Quincy saw the opportunity for which he had long waited.

"Why don't you write a book?" asked he earnestly. "My friend Leopold says you ought to; he further said that you were a genius, and if I remember him correctly, compared you to a diamond—"

"In the rough," added Alice quickly.

"That's it," said Quincy; "but Leopold added that rough diamonds should be dug up, cut, and set in a manner worthy of their value."

"I am afraid Mr. Ernst greatly overrates my abilities and my worth," said she, a little constrainedly. "But how unkind and ungrateful I am to you and Mr. Ernst, who have been so kind and have done so much for me. I will promise this much," she continued graciously. "I will think it over, and if my heart does not fail me, I will try."

"I hope your conclusion will be favorable," remarked Quincy. "In a short time you will be financially independent and freed from any necessity of returning to your former vocation.
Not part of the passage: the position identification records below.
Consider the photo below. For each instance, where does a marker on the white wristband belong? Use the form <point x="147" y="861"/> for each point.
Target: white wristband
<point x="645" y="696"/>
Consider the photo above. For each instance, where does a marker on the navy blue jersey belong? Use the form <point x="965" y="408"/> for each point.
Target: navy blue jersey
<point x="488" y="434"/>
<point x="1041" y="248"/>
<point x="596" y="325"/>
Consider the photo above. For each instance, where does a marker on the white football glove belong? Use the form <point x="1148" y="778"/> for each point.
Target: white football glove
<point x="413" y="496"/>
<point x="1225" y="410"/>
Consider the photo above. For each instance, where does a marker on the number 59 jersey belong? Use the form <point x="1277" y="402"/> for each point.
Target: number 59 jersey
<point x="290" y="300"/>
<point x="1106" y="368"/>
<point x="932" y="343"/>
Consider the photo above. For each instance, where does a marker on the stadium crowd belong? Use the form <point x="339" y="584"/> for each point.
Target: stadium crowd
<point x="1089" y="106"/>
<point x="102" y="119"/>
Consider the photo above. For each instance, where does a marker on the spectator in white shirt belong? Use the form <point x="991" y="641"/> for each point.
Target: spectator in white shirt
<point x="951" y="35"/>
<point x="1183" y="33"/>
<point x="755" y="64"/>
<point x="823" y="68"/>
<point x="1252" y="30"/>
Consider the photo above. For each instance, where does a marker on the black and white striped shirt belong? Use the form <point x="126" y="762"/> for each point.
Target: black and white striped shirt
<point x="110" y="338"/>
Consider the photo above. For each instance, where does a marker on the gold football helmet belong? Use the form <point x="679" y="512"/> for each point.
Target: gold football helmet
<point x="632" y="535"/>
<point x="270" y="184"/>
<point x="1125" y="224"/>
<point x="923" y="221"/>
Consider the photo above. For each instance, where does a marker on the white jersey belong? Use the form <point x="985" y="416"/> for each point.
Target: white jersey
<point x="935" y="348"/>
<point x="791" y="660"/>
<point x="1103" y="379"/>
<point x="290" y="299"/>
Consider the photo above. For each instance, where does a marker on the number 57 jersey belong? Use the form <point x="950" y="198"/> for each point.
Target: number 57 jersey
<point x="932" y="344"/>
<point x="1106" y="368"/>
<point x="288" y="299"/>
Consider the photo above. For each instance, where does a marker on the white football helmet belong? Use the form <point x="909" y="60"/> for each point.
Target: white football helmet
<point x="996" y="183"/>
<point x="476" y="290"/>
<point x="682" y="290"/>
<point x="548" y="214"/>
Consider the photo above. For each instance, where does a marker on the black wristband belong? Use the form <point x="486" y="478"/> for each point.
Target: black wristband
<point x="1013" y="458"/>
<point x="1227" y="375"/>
I never knew of an author so completely successful at the start, and I think you have every encouragement to make literature your 'love of a lifetime.'"

"I will try to think so too," replied Alice softly.

Then he took up the book and finished reading it. When he had closed, neither he nor she were thinking of that future world in which Herbert and Clarice had sealed those vows which they had kept so steadfastly and truly during life, but of the present world, bright with promise for each of them, in which there was but one shade of sorrow—that filmy web that shut out the beauties of nature from the sight of that most beautiful of God's creations, a lovely woman.